End of the road
For at least 53 migrants from Mexico and Central America, a dream of a better life and personal safety in the United States ended horrifically inside a tractor-trailer on the side of a San Antonio street. While the incident is still being investigated, it’s clear that those most directly responsible are the unscrupulous smugglers who left them to their deaths in the dark and sweltering heat, surely after taking what little they were able to pay, and the transnational criminal networks that abet and profit from these smugglers. The authorities should use all available investigative tools to hold these slugs accountable.
Yet the web of culpability extends further, reaching all the way to Washington, where decisions made over the past years have constrained the asylum system to the point where many migrants — who want nothing more than to reach safety through the legal humanitarian migration pathways that are supposed to exist — see themselves forced to choose between a return to danger and a treacherous attempt to sneak in.
When Congress designed the “credible fear” standard, the first step in an asylum application, it deliberately made it a low bar to clear. It understood that the fuller process would weed out invalid claims, but it was important not to turn away people who might have a legitimate claim and for whom the U.S. could be a refuge.

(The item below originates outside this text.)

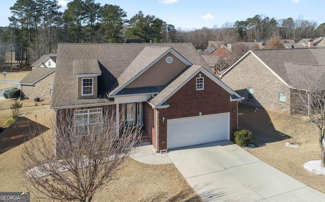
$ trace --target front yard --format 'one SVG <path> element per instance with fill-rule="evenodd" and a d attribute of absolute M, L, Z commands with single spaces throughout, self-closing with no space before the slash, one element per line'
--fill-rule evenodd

That principle was jettisoned by the Trump and early Biden administrations, aided by a federal judiciary that has accepted bogus arguments against it. Today, the Supreme Court could well deal another blow by forcing the government to maintain, perhaps permanently, a radical Trump-era program to force asylum seekers to wait for their U.S. asylum processes in Mexico, where they have difficulty finding lawyers and are often victimized by criminal gangs.
Each additional blow to the legal asylum system drives more migrants into the waiting arms of smugglers and their semis. We must reverse course before the next gruesome discovery on the side of a road.